Nasal Breathing Gives Coaches a Practical Tool for Stress Regulation
Chi Kim, CEO of Pure Edge Inc., argues that nasal breathing gives coaches and adults around teams a simple way to recognize and regulate stress before it shapes attention, decision-making, and behavior. In her talk, she links pressure to a narrowing of physiological and cognitive capacity, then presents counted breathing through the nose as a route back toward parasympathetic activation and steadier presence. Her point is deliberately practical: before correcting an athlete or reacting to a play, adults should manage the state they bring into the team environment.

Stress narrows the body before it narrows the game
? chi-kim framed nasal breathing as a practical tool for coaches, athletes, and adults around teams: a way to notice physiological stress and influence the state from which decisions and reactions emerge. She made the room feel the mechanism first.
Kim asked participants to tighten their muscles “as tightly as you can,” hold their breath, and “suffer a little longer.” Then she had them raise their hands and exhale as they lowered them. The point was the contrast: under pressure, the body changes before people are fully aware of what has changed.
A slide showed a medical-style profile illustration of a brain with a bright red area glowing in the lower central region. Kim described this as “your brain under pressure.” She then pointed to the front region of the brain, identifying it as the prefrontal cortex — the area she associated with decision-making, creativity, and emotion regulation. Under stress, she said, that region “actually just goes quiet.”
That matters in sport because practiced skills still have to be available in pressure moments. Kim connected the biology to coaching: whether in “pee wee soccer or something else,” teams can practice a skill repeatedly, but when the body is in stress, attention and decision-making can narrow. She referred to research on attention under stress, describing it as a kind of blindness: people can become unable to see what they need to see in the moment.
The route back, Kim argued, can begin with something simple enough to be overlooked — breathing through the nose.
The intervention was deliberately small: breathe through the nose
Kim’s core instruction was a brief, bodily practice. A black slide displayed a single word in white capital letters: “BREATHE.” She told the room they would focus on the nose and “a couple of other things,” then led a nasal-breathing sequence.
The exercise used only the nose. Participants inhaled and exhaled in counted intervals, gradually lengthening the breath. Kim counted them through rounds that included “inhale one,” “exhale one,” then longer counts: “inhale one, two,” “three, two, one,” and eventually “inhale one, two, three, four.” The purpose, she said, was to elongate the breath.
Afterward she told participants to let their breathing return to normal and offered a bodily marker to notice.
If you have a small pool of saliva collecting inside your mouth, you’ve just activated your parasympathetic nervous system.

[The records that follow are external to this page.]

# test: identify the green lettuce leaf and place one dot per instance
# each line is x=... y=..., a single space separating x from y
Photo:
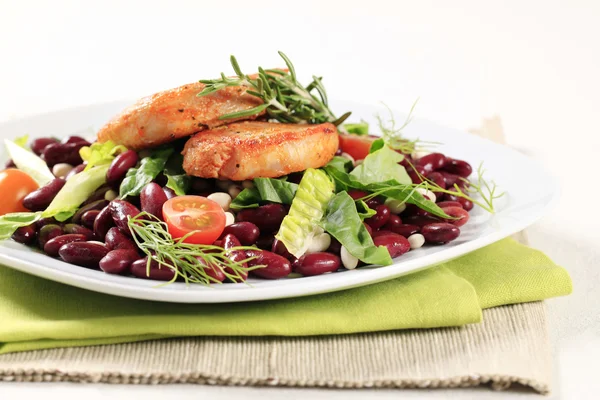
x=151 y=166
x=381 y=165
x=9 y=223
x=100 y=153
x=265 y=189
x=177 y=179
x=343 y=222
x=29 y=163
x=308 y=207
x=77 y=190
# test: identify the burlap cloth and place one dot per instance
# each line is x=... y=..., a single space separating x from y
x=510 y=346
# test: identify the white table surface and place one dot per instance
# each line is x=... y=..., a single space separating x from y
x=534 y=63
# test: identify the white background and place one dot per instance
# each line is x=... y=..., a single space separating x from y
x=533 y=63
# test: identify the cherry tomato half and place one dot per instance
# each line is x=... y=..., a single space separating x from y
x=355 y=145
x=14 y=186
x=197 y=214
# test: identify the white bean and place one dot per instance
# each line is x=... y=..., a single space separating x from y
x=320 y=242
x=416 y=241
x=223 y=199
x=110 y=195
x=395 y=206
x=61 y=170
x=229 y=218
x=427 y=193
x=348 y=260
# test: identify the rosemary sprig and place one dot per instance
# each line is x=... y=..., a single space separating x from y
x=284 y=98
x=191 y=260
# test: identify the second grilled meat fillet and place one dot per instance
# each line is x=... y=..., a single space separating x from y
x=252 y=149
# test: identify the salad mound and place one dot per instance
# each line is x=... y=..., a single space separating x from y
x=295 y=193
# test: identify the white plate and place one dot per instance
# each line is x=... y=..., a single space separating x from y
x=530 y=193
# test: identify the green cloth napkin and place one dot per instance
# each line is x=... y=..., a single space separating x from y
x=37 y=313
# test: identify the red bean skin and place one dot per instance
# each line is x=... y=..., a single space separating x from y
x=316 y=264
x=152 y=199
x=396 y=244
x=457 y=212
x=378 y=220
x=157 y=271
x=38 y=145
x=406 y=229
x=275 y=266
x=118 y=261
x=96 y=205
x=53 y=246
x=458 y=167
x=116 y=240
x=89 y=217
x=25 y=234
x=58 y=153
x=40 y=199
x=447 y=203
x=268 y=217
x=120 y=165
x=80 y=230
x=432 y=162
x=103 y=223
x=121 y=211
x=440 y=233
x=246 y=232
x=392 y=223
x=48 y=232
x=420 y=220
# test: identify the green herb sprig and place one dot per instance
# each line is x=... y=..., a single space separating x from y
x=284 y=98
x=191 y=260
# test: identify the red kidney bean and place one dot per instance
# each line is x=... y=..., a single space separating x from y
x=432 y=162
x=53 y=245
x=158 y=272
x=445 y=203
x=405 y=229
x=77 y=169
x=335 y=247
x=396 y=244
x=25 y=234
x=316 y=264
x=379 y=219
x=393 y=222
x=457 y=212
x=458 y=167
x=120 y=165
x=440 y=233
x=121 y=211
x=268 y=217
x=368 y=228
x=96 y=205
x=49 y=232
x=84 y=254
x=118 y=261
x=152 y=199
x=89 y=217
x=116 y=240
x=80 y=230
x=279 y=248
x=38 y=145
x=170 y=193
x=275 y=266
x=421 y=220
x=246 y=232
x=58 y=153
x=40 y=199
x=103 y=223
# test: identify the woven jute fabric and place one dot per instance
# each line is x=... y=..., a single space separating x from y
x=509 y=346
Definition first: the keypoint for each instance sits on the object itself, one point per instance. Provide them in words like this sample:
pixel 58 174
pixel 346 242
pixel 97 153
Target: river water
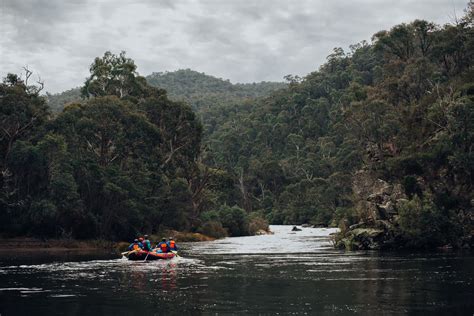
pixel 296 273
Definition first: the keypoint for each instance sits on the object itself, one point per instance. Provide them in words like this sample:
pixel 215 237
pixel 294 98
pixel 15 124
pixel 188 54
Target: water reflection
pixel 280 273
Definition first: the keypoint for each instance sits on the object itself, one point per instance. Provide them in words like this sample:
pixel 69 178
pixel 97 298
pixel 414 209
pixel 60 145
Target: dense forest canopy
pixel 379 137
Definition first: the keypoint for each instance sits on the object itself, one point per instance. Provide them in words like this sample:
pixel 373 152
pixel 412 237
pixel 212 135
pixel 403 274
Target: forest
pixel 378 141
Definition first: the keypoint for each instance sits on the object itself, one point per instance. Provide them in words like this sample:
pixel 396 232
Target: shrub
pixel 213 229
pixel 422 224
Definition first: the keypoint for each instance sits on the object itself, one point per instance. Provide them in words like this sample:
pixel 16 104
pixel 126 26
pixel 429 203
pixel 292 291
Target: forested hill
pixel 201 90
pixel 198 89
pixel 378 141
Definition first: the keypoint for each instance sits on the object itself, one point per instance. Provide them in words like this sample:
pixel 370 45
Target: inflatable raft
pixel 141 255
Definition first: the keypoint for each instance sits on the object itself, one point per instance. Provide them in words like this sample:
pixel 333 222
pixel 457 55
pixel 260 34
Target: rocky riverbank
pixel 388 222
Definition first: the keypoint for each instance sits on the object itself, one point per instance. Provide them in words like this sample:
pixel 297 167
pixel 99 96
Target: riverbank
pixel 35 244
pixel 27 244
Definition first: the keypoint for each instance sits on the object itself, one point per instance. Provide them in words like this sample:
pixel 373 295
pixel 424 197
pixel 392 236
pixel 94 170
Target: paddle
pixel 128 252
pixel 146 256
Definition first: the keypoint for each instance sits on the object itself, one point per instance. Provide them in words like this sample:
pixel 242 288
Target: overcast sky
pixel 240 40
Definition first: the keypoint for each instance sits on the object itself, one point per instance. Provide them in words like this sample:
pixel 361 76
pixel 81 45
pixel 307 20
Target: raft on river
pixel 141 255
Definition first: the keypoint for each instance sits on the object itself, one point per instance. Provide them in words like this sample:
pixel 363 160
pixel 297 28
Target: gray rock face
pixel 377 199
pixel 376 202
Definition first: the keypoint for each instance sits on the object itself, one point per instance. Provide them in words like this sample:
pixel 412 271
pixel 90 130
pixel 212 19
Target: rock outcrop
pixel 376 203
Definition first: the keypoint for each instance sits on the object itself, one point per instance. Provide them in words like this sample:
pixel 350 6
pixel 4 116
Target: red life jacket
pixel 164 247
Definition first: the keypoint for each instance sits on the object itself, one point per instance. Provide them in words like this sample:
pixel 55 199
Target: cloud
pixel 244 41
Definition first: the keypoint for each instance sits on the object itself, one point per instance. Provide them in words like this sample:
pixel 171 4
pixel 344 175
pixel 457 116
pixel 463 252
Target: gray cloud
pixel 244 41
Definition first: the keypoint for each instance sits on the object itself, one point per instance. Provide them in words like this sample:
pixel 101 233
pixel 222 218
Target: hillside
pixel 198 89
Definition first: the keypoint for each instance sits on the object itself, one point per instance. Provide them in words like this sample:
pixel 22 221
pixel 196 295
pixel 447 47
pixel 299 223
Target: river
pixel 296 273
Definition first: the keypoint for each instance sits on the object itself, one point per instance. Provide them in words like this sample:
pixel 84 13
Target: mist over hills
pixel 196 88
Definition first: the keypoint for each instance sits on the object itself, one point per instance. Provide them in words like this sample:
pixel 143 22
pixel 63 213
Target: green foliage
pixel 424 225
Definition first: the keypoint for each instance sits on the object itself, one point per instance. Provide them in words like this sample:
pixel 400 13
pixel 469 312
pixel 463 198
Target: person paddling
pixel 172 244
pixel 135 245
pixel 146 243
pixel 162 246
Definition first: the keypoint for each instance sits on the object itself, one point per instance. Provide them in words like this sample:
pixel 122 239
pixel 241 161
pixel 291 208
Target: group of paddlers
pixel 164 246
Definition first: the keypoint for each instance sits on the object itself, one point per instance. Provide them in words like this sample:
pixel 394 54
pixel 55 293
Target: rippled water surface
pixel 286 273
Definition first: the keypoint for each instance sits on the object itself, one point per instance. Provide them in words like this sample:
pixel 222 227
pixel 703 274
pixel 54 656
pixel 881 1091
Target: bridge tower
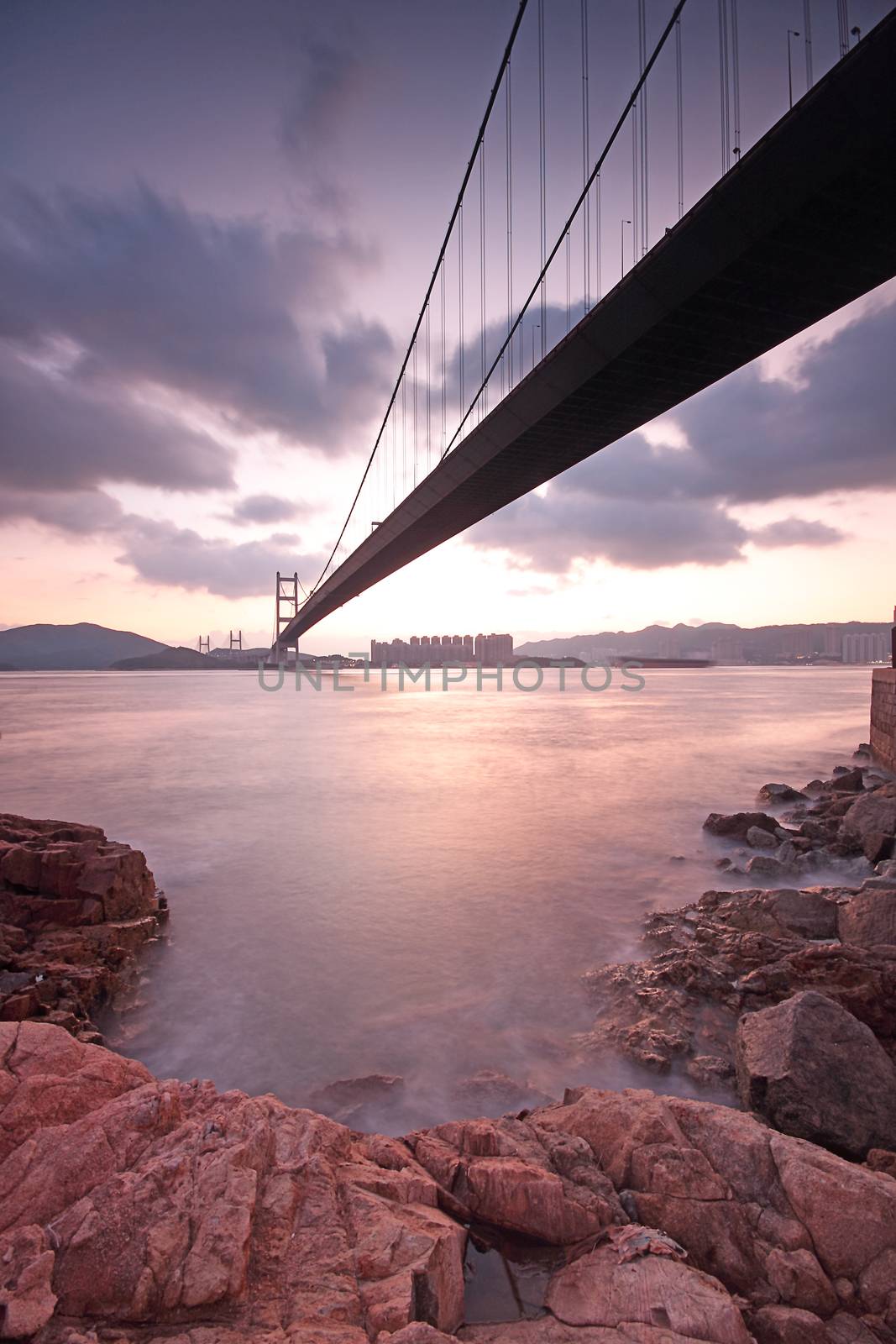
pixel 285 609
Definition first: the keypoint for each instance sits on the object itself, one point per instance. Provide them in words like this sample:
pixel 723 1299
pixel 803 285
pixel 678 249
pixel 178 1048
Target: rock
pixel 506 1176
pixel 492 1093
pixel 817 1073
pixel 602 1289
pixel 165 1200
pixel 882 1160
pixel 74 911
pixel 779 793
pixel 766 866
pixel 414 1334
pixel 759 839
pixel 27 1300
pixel 345 1100
pixel 731 1193
pixel 871 819
pixel 869 918
pixel 175 1214
pixel 736 826
pixel 788 1326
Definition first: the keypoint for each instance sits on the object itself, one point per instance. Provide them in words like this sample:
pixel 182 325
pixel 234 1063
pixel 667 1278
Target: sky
pixel 217 226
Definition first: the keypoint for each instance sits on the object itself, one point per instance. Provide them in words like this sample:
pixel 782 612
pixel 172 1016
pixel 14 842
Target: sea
pixel 372 878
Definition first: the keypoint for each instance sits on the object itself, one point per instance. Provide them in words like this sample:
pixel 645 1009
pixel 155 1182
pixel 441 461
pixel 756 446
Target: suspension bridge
pixel 624 313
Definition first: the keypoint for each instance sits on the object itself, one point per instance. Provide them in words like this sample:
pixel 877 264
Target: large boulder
pixel 868 918
pixel 817 1073
pixel 606 1289
pixel 165 1203
pixel 871 823
pixel 74 911
pixel 736 824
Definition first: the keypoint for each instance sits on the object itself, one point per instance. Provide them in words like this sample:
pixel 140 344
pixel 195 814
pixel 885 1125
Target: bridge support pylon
pixel 285 611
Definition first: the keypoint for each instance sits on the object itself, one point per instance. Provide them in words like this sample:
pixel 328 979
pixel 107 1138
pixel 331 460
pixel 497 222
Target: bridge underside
pixel 802 225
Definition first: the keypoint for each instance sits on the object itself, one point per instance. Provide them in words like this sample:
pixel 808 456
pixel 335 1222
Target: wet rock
pixel 735 952
pixel 76 909
pixel 768 866
pixel 602 1289
pixel 779 793
pixel 347 1100
pixel 871 822
pixel 492 1093
pixel 761 839
pixel 817 1073
pixel 165 1200
pixel 868 920
pixel 882 1160
pixel 508 1175
pixel 735 826
pixel 27 1300
pixel 848 781
pixel 788 1326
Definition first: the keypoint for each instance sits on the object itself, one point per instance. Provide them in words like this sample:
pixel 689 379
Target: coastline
pixel 141 1211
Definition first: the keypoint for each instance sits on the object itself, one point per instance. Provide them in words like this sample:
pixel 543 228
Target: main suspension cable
pixel 468 174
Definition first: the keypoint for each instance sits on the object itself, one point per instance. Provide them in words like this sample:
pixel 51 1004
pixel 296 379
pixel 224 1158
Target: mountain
pixel 170 660
pixel 719 640
pixel 71 647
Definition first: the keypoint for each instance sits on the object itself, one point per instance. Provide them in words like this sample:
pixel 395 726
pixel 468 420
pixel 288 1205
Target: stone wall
pixel 883 716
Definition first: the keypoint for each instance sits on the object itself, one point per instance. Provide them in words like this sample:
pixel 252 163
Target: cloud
pixel 265 508
pixel 175 557
pixel 78 512
pixel 550 533
pixel 797 531
pixel 249 324
pixel 644 504
pixel 60 434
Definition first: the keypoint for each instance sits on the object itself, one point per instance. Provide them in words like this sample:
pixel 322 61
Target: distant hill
pixel 757 644
pixel 83 647
pixel 170 660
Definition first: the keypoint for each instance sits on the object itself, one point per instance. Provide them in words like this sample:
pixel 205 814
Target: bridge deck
pixel 801 226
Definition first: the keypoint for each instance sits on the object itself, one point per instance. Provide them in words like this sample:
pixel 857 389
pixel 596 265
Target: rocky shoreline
pixel 76 911
pixel 144 1211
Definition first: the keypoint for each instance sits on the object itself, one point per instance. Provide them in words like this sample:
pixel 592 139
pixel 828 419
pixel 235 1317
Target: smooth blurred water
pixel 405 882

Kim described nasal breathing as a fast route back toward parasympathetic activation and homeostasis. In her account, the practice was a way to move the nervous system from a pressure response toward regulation.
Regulation is individual, but coaches make it social
? chi-kim moved from self-regulation to co-regulation. In a room addressed to coaches and athletes, the practical implication was that the presence an adult brings to a team does not remain private.
She told the audience that the group had “collectively in this room” co-regulated through the breathing exercise. Then she tied that experience to coaching presence: “the presence that you bring to your team,” she said, spreads.
It spreads like wildfire.
The claim was not presented as a complicated intervention. It was about what coaches and adults carry into the space around athletes. If the adult on the sideline is under pressure — with narrowed attention and reduced access to the capacities Kim associated with the prefrontal cortex — that presence can spread. If the adult can use breath to return toward homeostasis, Kim suggested, the presence around the team changes.
A later visual showed a profile illustration of a brain with a glowing heart superimposed at the center. Kim used that image to describe homeostasis as connecting “our head and heart.” Her point was operational: regulation helps reconnect the capacities people need when they are trying to decide, respond, and lead under pressure.
The nose is a tool no one has to buy
? chi-kim repeatedly emphasized agency. At the start, she told the room they would have “complete agency over our own bodies.” Near the end, she turned the same point into a warning against commodification.
If someone tries to monetize your nasal breathing, just back away.
The line was partly humorous, but it carried the talk’s practical boundary. Nasal breathing was presented as accessible and immediate. Kim added that “no AI is going to take over,” while also pointing the audience to free resources from Pure Edge, Inc.
A slide titled “Brain Breaks by Pure Edge” listed a free mobile app with animated videos for ages 4 and up, in eight languages including ASL, with the ability to save favorites. The slide also showed “BREATHE MOVE REST,” QR codes, and a download path through app stores or linktr.ee/PureEdge. Kim also mentioned a series called “Let’s Play,” describing it only as “a series of animations that actually just talk about nothing.”
The larger message was that coaches and adults working with children can use brief practices to interrupt stress physiology without waiting for specialized equipment, a paid product, or a formal program. Kim asked the audience to remember “one simple thing,” the nose — a part of the body that “doesn’t get a whole lot of attention,” but, in her account, gives people a direct way to influence how they show up.